I was never more at home than when abroad.
Never more at ease than in some hectic venture,
Perilous to body and soul.
In my Genoese prison
I make the walls my curious listeners,
Attending whatever tales I conjure
From life’s exotic embassy.
Thus tedious captivity becomes a Cathay
And a prisoner in rags the Great Khan!
Quick, scribe,dip your pen into an ocean
Of ink, for I will make you a discoverer
Under sail on chartless seas!
(This book shall be for us both
As Kublai Khan’s golden tablet,
Firman supreme that opens all roads!)
Venice,my nocturne of secrets and conspiracies,
My death-spinning silkworm!
Dank cloister of erotic traders
Misted in isolation and slence,
Plague rats gnawing the piles beneath their feet.

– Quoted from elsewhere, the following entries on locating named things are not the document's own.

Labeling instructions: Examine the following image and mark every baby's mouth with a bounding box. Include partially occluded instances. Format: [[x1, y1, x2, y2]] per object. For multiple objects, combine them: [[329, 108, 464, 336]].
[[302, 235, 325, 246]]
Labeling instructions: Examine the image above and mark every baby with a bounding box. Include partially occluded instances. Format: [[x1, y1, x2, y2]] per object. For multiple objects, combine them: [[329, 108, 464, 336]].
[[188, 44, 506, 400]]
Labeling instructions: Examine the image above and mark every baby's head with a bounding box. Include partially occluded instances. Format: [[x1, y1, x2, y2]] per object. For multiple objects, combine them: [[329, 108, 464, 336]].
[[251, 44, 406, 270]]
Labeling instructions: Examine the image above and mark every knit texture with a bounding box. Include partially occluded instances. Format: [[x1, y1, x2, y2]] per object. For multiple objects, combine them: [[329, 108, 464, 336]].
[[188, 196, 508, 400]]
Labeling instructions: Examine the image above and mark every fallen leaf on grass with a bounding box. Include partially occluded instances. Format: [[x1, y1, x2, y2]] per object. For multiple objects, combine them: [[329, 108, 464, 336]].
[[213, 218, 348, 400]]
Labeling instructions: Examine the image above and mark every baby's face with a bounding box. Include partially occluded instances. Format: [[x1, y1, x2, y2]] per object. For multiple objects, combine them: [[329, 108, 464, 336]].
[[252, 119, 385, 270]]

Bewildered and beauty-sticken,
I took my compass from the winds
And set myself free...
We found no barbarians there,in the East,
But a people courteous,curious,eager for trade,
And a ruler greater than any on earth,
Magnificent beyond the paltry courts of Europe!

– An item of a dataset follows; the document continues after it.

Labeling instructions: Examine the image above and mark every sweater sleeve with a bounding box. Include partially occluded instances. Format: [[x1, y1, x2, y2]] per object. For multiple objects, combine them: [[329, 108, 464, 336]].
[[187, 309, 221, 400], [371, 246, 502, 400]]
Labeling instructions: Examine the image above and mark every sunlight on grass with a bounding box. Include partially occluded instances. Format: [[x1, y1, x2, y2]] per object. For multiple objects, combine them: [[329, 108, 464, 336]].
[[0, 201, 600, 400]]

What lies our rulers tell us, as if we were children
To be cozened with fairy tales!
The truth is wrapped in a Persian carpet
And trampled by horses
Like the defeated Caliph of Baghdad.
The visions witnessed in deserts and mountains
Walk with me yet,half-here,half-there,
Never satisfied with my eyes’ representations,
Which seem such poor imitations
Of some sublime beyond.
Still I hear spirits calling, good and ill,
In the Venetian calle, as in the Desert of Lop,
Messages as precious as white mares’ milk.